サイに触れたり、ライオンに餌やりが出来る専用ガイド付きのオプション…。
昔、お父さん達とも来た事があるサファリだから当然、悠真とは2度目の経験になる。
その後はランチを食べてからシャチやイルカのショーを観る。
ずっと黙ったままの悠真に不安になる。
「悠真?」
「ん?」
「なんか怒ってる?」
「いや…、お前の質問が難しくて悩んでるだけや。」
「別に難しくないやん。」
「難しいやろ?絶滅するって状況なんか誰も体験した事のない状況やぞ。」
「真面目に考えんでも想像してみろや。」
「想像しても実感が湧かん。

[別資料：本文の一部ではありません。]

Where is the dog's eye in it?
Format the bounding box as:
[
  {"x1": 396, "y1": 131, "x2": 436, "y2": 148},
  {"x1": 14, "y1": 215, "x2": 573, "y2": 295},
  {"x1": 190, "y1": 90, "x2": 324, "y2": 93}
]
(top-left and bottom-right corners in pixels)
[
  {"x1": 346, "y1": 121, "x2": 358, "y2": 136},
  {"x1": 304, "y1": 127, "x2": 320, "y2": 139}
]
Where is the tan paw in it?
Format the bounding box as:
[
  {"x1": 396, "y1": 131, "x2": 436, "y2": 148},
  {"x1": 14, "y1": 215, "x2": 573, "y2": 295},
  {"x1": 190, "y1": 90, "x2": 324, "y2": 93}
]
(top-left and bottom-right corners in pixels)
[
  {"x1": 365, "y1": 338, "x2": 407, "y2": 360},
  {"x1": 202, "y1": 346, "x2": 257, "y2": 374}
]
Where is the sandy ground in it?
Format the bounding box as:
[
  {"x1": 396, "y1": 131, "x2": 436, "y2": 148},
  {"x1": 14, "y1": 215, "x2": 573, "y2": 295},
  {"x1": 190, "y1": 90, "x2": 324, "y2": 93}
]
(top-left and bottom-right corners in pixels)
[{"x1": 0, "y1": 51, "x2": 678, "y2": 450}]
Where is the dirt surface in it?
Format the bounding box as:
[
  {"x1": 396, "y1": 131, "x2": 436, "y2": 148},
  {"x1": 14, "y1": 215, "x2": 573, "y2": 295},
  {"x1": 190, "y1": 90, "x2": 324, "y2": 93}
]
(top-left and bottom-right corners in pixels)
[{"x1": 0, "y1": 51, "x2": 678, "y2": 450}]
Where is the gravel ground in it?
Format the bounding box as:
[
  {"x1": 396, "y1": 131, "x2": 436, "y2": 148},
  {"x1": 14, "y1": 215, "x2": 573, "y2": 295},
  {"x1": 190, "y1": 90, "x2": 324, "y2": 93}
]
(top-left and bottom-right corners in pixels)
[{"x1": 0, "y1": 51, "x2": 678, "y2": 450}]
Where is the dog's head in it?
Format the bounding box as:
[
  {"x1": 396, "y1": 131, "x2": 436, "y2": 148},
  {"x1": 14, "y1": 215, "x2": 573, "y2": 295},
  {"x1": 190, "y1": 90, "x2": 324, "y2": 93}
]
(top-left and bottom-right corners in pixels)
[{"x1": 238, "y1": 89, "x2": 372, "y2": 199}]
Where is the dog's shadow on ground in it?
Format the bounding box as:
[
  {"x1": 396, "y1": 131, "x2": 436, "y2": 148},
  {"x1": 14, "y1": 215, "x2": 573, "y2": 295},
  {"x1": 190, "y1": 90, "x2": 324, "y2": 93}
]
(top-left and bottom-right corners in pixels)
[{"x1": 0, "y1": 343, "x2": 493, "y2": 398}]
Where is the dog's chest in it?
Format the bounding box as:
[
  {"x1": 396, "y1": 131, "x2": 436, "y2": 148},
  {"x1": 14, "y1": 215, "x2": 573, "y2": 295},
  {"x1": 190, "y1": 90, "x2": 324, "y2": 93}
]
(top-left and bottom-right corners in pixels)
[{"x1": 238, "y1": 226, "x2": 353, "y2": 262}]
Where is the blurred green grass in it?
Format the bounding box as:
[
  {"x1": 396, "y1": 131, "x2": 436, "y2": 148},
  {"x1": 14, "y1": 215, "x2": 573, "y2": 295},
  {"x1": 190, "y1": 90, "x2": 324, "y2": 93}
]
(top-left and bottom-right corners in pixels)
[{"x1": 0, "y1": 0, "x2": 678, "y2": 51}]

」
それが悠真の感情の幅の狭さだと思う。
「それよか、何故にわざわざ官能を選んだ?」
悠真が不思議そうに聞いて来る。
何故にと聞かれても…。
ただ掘り下げてみたかった。
本来、書いてた想像の世界には官能の要素は全く無いものばかり。
そこに恋愛という要素を入れてみた。
自分が経験した事。
自分が本当にやりたかった恋愛…。
自分が愛されてる実感をイメージして描くには普通の小説では無理だと判断しただけで、官能を書こうという姿勢で始めた訳じゃない。
それを悠真に説明する。
「来夢は愛されてないか?」
「愛されてると思いたい。」
2人して自信を失くすのが嫌だ。
しかし、それを口にすれば悠真が私から離れようとするから私は口を噤む。
悠真だって努力をしてる。
その愛情表現が激甘でありSEXになる。
それ以上の愛情を示して欲しいと私が願ったとしても悠真には理解が出来ずに戸惑うだけになる。
そもそも、それ以上の愛情表現とはどんなもの?
それが知りたくて官能の世界を垣間見る事にした。